For instance, for single-token item, w2v_bilstm strategy means we first use word2vec embeddings to initialize each item, and then apply a BiLSTM encoder to encode the whole graph (assuming the node order reserves the sequential order in raw text).

I do not understand why/how the BiLSTM encoder is used to encode the whole graph. Can you please explain?

Answer 8 · 2022-04-25T07:39:17.000Z

@AlanSwift this part is quite confusing. Why/how do you encode the whole graph with the BiLSTM?

Also for the decoder pipeline, you mentioned:

attention on RNNencoder results
attention on GNN encoder results.
fuse them

Any other paper used this approach?

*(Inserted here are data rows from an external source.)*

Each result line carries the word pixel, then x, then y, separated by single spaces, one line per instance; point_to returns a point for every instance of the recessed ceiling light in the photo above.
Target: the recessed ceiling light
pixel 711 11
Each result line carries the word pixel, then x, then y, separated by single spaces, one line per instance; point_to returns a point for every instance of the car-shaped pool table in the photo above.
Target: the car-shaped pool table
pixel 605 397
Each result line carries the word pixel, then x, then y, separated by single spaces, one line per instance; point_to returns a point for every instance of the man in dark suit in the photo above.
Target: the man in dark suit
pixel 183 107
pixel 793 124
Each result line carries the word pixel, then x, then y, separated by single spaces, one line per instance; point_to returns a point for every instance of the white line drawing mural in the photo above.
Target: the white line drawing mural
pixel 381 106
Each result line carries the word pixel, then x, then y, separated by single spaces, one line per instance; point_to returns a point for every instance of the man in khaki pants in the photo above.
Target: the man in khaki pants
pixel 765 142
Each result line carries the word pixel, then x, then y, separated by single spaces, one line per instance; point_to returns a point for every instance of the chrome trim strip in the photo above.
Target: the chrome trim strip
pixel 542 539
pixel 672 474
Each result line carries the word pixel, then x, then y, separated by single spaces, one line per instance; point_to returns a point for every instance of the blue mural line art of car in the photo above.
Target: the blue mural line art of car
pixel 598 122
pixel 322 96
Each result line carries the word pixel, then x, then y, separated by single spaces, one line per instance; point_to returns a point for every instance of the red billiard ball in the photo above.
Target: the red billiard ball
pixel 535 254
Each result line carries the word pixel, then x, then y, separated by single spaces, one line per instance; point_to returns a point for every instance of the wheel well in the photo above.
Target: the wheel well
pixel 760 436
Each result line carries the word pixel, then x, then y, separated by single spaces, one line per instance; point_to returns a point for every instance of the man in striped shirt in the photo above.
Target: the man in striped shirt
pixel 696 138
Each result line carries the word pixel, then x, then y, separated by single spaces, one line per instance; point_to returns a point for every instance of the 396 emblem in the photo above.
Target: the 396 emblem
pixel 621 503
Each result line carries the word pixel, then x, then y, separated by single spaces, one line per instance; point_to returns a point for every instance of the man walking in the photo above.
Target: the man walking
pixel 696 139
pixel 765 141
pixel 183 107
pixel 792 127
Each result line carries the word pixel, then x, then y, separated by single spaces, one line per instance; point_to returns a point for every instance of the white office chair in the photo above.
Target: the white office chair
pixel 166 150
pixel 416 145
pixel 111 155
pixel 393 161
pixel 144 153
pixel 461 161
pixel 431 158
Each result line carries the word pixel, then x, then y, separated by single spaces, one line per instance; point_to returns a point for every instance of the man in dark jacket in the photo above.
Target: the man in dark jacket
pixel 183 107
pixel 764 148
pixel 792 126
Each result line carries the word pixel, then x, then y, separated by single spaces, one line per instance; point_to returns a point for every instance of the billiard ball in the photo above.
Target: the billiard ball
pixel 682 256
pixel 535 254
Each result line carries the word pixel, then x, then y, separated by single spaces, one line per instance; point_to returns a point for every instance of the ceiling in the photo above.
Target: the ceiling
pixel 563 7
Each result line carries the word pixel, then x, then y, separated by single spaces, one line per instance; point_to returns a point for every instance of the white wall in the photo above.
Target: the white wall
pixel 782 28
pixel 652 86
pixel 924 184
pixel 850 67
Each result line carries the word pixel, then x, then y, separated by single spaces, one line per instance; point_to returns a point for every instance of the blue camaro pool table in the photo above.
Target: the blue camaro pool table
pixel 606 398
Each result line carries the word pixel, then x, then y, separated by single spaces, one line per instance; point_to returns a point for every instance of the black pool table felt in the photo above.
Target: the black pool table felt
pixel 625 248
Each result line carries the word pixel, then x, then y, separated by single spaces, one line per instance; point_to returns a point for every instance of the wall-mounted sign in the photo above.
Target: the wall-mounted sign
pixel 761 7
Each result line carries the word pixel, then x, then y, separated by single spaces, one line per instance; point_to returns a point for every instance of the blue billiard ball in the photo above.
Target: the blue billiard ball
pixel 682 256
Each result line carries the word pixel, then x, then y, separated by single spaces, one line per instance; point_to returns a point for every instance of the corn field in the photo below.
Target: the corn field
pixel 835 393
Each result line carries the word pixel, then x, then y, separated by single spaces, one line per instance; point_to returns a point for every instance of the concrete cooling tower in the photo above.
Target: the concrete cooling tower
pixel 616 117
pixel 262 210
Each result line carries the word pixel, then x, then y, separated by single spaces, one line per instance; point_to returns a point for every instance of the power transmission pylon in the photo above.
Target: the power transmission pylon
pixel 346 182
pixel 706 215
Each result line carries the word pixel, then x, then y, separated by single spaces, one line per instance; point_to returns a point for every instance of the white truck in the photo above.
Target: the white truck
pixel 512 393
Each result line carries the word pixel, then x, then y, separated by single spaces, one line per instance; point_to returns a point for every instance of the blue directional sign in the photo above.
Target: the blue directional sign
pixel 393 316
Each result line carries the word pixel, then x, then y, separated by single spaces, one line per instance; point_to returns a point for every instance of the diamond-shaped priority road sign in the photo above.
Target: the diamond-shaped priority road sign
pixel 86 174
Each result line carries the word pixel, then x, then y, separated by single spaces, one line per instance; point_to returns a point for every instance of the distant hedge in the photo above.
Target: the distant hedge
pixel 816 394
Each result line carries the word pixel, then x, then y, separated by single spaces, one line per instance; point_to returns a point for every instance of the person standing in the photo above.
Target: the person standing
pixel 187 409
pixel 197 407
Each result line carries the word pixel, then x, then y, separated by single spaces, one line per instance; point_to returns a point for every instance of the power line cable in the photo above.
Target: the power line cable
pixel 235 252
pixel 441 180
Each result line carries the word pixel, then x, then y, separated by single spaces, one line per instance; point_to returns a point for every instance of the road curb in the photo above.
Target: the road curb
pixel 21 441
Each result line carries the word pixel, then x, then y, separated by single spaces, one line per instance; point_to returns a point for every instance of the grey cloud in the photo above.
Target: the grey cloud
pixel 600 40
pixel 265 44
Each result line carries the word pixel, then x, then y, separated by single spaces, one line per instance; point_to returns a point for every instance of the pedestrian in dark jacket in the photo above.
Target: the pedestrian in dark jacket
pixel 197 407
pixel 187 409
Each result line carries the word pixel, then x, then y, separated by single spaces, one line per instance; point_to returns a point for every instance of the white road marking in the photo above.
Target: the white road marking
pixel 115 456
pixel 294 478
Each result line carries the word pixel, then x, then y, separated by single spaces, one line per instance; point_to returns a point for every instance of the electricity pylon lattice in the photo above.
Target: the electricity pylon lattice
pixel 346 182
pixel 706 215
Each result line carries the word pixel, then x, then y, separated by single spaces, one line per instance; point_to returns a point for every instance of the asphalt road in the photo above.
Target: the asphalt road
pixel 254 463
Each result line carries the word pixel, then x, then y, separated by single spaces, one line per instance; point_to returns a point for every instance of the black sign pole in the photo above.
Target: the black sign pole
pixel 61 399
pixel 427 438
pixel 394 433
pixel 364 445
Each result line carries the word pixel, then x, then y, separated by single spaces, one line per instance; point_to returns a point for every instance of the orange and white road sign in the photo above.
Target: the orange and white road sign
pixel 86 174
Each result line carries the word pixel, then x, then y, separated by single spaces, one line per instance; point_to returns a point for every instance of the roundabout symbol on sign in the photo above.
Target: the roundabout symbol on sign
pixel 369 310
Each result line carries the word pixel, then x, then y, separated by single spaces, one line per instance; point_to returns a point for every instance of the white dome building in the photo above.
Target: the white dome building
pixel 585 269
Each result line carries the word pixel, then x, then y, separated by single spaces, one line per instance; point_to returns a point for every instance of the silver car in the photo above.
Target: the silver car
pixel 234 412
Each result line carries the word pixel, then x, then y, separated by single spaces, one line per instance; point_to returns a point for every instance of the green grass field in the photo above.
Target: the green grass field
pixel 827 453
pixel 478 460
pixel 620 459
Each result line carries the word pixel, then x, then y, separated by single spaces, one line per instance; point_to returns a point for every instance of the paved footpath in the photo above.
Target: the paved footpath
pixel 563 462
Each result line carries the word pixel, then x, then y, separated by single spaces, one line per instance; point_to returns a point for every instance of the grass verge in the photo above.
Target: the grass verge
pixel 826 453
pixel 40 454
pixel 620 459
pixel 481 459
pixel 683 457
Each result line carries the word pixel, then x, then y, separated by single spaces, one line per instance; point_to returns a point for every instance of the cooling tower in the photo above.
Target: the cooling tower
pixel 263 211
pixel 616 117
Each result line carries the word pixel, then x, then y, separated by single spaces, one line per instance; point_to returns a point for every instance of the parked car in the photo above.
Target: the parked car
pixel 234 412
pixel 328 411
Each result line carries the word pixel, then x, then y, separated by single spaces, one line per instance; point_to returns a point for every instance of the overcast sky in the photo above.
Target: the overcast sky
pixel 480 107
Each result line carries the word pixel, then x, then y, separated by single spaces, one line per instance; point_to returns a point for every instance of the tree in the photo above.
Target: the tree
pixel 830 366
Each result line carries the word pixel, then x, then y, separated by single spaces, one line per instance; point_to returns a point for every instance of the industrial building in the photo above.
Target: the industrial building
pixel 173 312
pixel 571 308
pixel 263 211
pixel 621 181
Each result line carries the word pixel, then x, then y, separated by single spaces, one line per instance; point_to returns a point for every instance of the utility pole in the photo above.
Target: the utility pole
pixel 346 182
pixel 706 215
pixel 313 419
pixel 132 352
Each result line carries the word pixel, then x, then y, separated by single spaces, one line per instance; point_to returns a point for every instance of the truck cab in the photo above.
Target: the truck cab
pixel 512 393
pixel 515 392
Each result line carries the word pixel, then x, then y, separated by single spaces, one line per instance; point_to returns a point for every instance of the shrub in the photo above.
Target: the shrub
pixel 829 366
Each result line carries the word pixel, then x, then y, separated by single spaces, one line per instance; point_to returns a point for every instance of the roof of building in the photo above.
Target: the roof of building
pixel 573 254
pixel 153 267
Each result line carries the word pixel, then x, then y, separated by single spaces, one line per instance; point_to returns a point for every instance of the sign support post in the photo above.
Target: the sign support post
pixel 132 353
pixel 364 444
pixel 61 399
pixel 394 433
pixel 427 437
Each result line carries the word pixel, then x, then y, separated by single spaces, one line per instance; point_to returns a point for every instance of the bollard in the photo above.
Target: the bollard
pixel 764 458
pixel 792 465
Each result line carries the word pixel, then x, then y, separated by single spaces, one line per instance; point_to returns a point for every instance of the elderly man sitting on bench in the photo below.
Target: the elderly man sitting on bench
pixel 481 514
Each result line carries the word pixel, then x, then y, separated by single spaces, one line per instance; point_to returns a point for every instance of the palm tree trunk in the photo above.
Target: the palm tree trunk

Can you please provide me any reference paper?

Also would appreciate if you provide me with pointers how is it done in the code?

Answer 9 · 2022-04-25T15:13:37.000Z

The word2vec, BiLSTM, Bert and etc. are used to initialize the node embedding, which can enrich contextural information. This trick is widely used in NLP&GNN research https://arxiv.org/pdf/1908.04942.pdf (only an example).

For technique details, please refer to the implementations.

Answer 10 · 2022-04-25T16:59:46.000Z

@AlanSwift I not asking about word2vec or BERT to initialize the node embedding. I am asking why the BiLSTM is used after learning word2vec or BERT embedding.

As you see the document states:

For instance, for single-token item, w2v_bilstm strategy means we first use word2vec embeddings to initialize each item, and then apply a BiLSTM encoder to encode the whole graph (assuming the node order reserves the sequential order in raw text).

As per the document:

learn word2vec embeddings to initialize each item
then apply a BiLSTM encoder to encode the whole graph

I am asking about the step 2.

Answer 11 · 2022-04-25T17:10:52.000Z

Considering the bidirectional sequential information is beneficial for most NLP tasks.

Answer 12 · 2022-04-25T17:21:35.000Z

@AlanSwift got it. But why the BiLSTM encoder to encode the whole graph? I would be thinking that is used to update the embedding for the node. Isn't it?

Is the description incorrect?

Answer 13 · 2022-04-25T17:36:32.000Z

@AlanSwift the BiLSTM encoder is used to update the embedding for the node embedding. So it appears to me:

initialize node embedding with word2vec or BERT
update using BiLSTM

Now feed it to the GCN encoder.

Is this understanding correct?

Answer 14 · 2022-04-28T19:15:19.000Z

@AlanSwift I understand bidirectional sequential information is beneficial for NLP tasks. But the BiLSTM encoder updates the initial word2vec/bert word embedding before feeding it to the GCN encoder.

So I am confused when you state that BiLSTM encoder to encode the whole graph.

Would you please assist me with this question?

Answer 15 · 2022-05-12T17:12:46.000Z

Yes. It is correct.

Answer 16 · 2022-08-06T10:49:22.000Z

This issue will be closed. Feel free to reopen it if needed.